Vous remarquez surtout le rapidgate lors de longs trajets autoroutiers avec plusieurs arrêts en recharge rapide. Lors du premier arrêt, la batterie se recharge encore avec une puissance de pointe d’environ 50 kW. Lors de la deuxième ou troisième session, cette puissance retombe à 20 à 30 kW. La batterie est alors encore en grande partie déchargée. Cela signifie que vous attendez bien plus longtemps à la borne que prévu.
Certains propriétaires rapportent que des trajets de 800 kilomètres peuvent durer jusqu’à 14 heures à cause des baisses répétées de puissance de charge. Une Leaf se recharge normalement jusqu’à 80 % en 40 minutes environ. Il lui faut alors parfois plus d’une heure. Le hashtag #rapidgate est né précisément de la frustration face à ces retards inattendus sur les longues distances.

Mises à jour logicielles et solutions proposées par Nissan
Fin 2018, Nissan a déployé une mise à jour logicielle pour les exemplaires plus récents de la Leaf 40 kWh. Cette mise à jour améliore les courbes de charge. Elle repousse le déclenchement du bridage (throttling) à des températures de batterie plus élevées. Certains propriétaires peuvent ainsi charger plus longtemps à haute puissance avant que le ralentissement n’apparaisse. Les modèles de 2018 plus anciens n’ont pas toujours reçu cette mise à jour automatiquement et les concessionnaires n’ont pas informé les propriétaires de manière systématique de sa disponibilité.
Même avec la mise à jour logicielle, la Leaf reste limitée sur les longs trajets autoroutiers par temps chaud. Après la montée en température, les puissances de charge redescendent malgré tout à 28 à 40 kW. Nissan considère cela comme une protection indispensable de la batterie. Les utilisateurs, eux, le vivent comme une restriction. Cette limitation réduit l’autonomie pratique.
Conseils pratiques pour réduire le rapidgate
Vous pouvez limiter les effets du rapidgate en rechargeant et en conduisant de manière plus réfléchie. Les principales mesures sont les suivantes :
- Effectuez une seule session de charge plus longue jusqu’à 80 ou 100 % au lieu de plusieurs arrêts courts. Cela limite la montée en température de la batterie.
- Après une session de charge, parcourez tranquillement quelques centaines de kilomètres. La batterie a ainsi le temps de refroidir. Rechargez ensuite à nouveau rapidement.

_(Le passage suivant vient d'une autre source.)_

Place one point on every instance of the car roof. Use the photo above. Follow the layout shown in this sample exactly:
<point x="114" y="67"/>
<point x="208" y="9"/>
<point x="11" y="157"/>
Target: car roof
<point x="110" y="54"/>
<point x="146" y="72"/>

- Maintenez votre vitesse en dessous de 100 km/h afin d’éviter la surchauffe de la batterie.
- Planifiez vos itinéraires avec des applications. Choisissez des applications qui tiennent compte des vitesses de charge et des températures. Vous insérez ainsi automatiquement des pauses plus longues entre deux sessions de recharge rapide.
- Profitez des températures froides : en hiver, la batterie surchauffe moins vite. Vous subissez donc moins de ralentissements.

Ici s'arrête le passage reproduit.